Big Idea 4. Global Climate change happens all the time, but this time it is happening FAST! Global climate change skeptics often argue that climate change happens all the time, so this is just one more example of how Ice Ages come and warm spells go. Bang makes it really clear that while this is true, the rate of change is tremendously fast. And that quickness creates problems that the other change events did not create. This is another crucial idea that Bang’s text makes really clear.

Big Idea 5. Humans have a choice. I love the way the book ends: “Or will you work together to use my ancient sunlight more slowly, find other sources of energy, and invent new way to thin the blanket of CO2? The choice is yours.”

And, yes, the choice is ours.

Thanks, Molly Bang and Penny Chisholm, for your choice to write this book.

  1. The idea of energy flow is difficult to understand, and is one of the Next Generation Science Standards for fifth grade.

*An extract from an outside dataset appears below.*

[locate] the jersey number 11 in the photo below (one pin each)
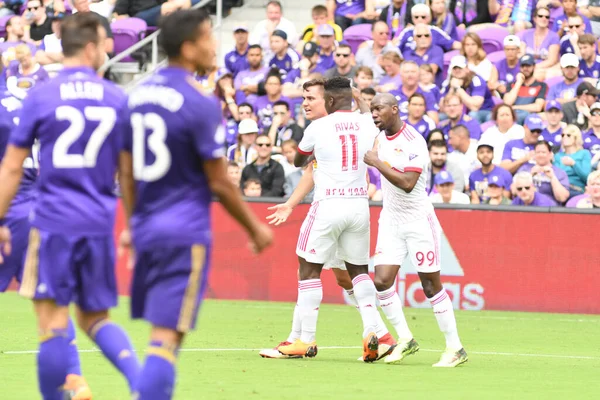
(349, 151)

But Bang’s book makes it clear that most of the energy that enters the food chain came from the sun at first.
  2. One student in today’s class said: “Hmmm…that means that this stored energy is kind of like a battery, isn’t it?” Which is a really key conceptual understanding of the way energy is either used to create motion, or it is stored somehow in “battery” form. Wow.

6 thoughts on “Reading Buried Sunlight in Science Class

  1. I feel smarter just for having read your post! What a wonderful book – I’m buying this for our nonfiction unit. Thank you!

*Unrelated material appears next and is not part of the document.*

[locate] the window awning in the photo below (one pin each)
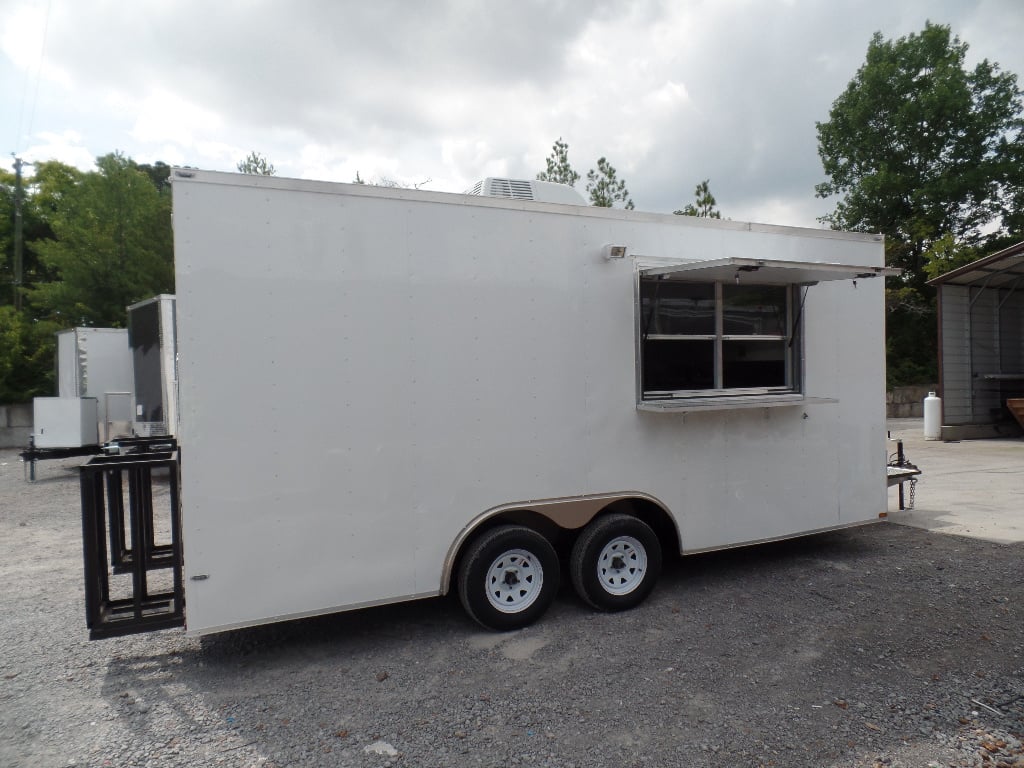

    • Tara, it really is wonderful. Simple language, but very important concepts. At first the language looks to be really young, but as we read it together, we realized that there was a lot there that we needed to think about and try to imagine.

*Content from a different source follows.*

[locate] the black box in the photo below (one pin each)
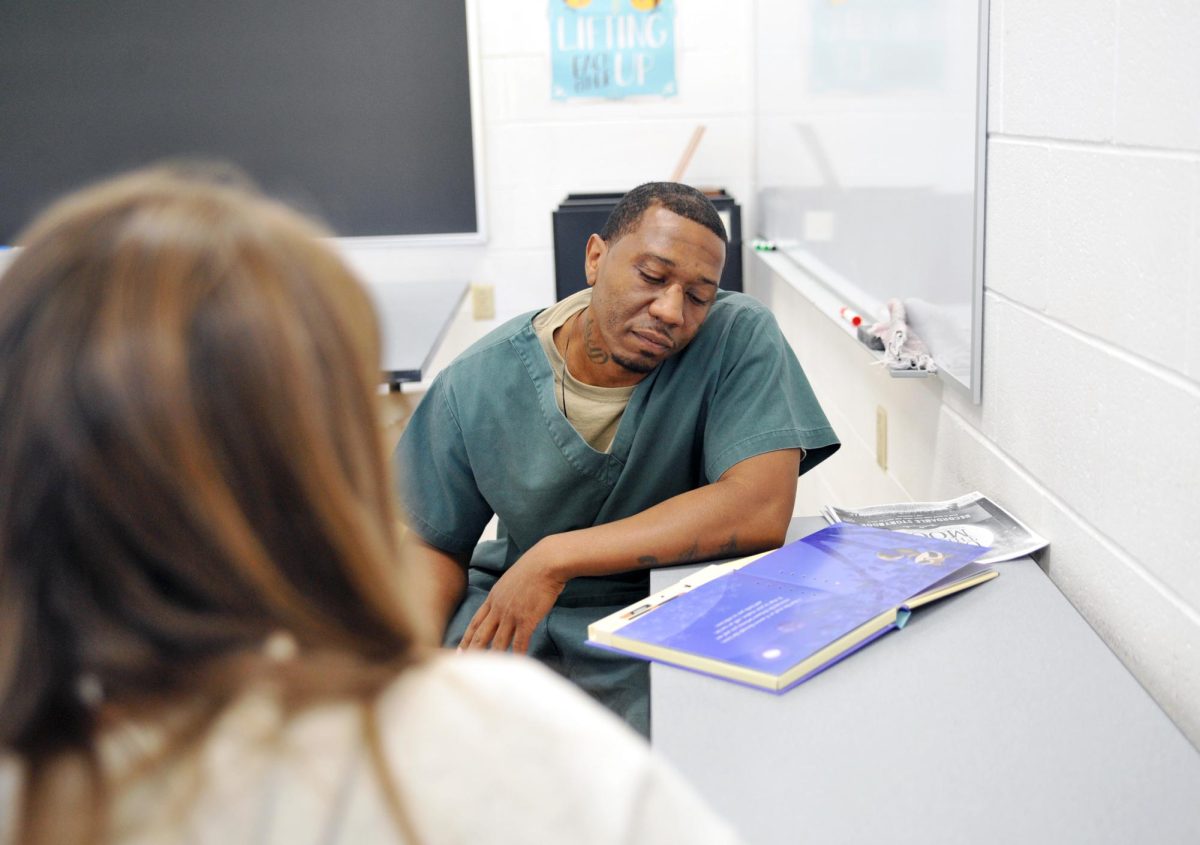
(585, 214)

      Also, there are, I think…, three others in the series. One dealing with electricity and the Sun, another with Oceans and sunlight…can’t remember the other one right now! 🙂

  2. I heard Molly Bang speak about this series of books and the way she and Chisholm had to collaborate intensely to mesh Molly’s interest in voice and engagement with Penny’s commitment to scientific accuracy (not that both weren’t interested in both). I think that children’s literature needs more collaborations like this. Thanks for sharing the new book, Steve.

    • That sounds like an interesting talk to hear, Jan. I’m super impressed with the work that they’ve done on this series. I think Buried Sunlight gives a really nice overview of huge topics ranging from how oxygen built up in Earth’s atmosphere (the Great Oxidation Event), to photosynthesis and its connection to respiration, to global climate change. Quite a feat in a small book.

  3. I love this series. I learned a LOT from this one. The ocean one opened my eyes to the fact that half of our oxygen comes from phytoplankton!

    • I love it, too. Thanks for reminding me about the origin of oxygen. I forgot that from Ocean Sunlight. I think I’ll have to read them that book now that we’ve spent some time with Buried Sunlight. By the way, by spending time with the book, the kids came to appreciate the power of that metaphor, Buried Sunlight, which had, at first, seemed impossible to imagine. The poet side of me was intrigued by that process of slowly appreciating a metaphor.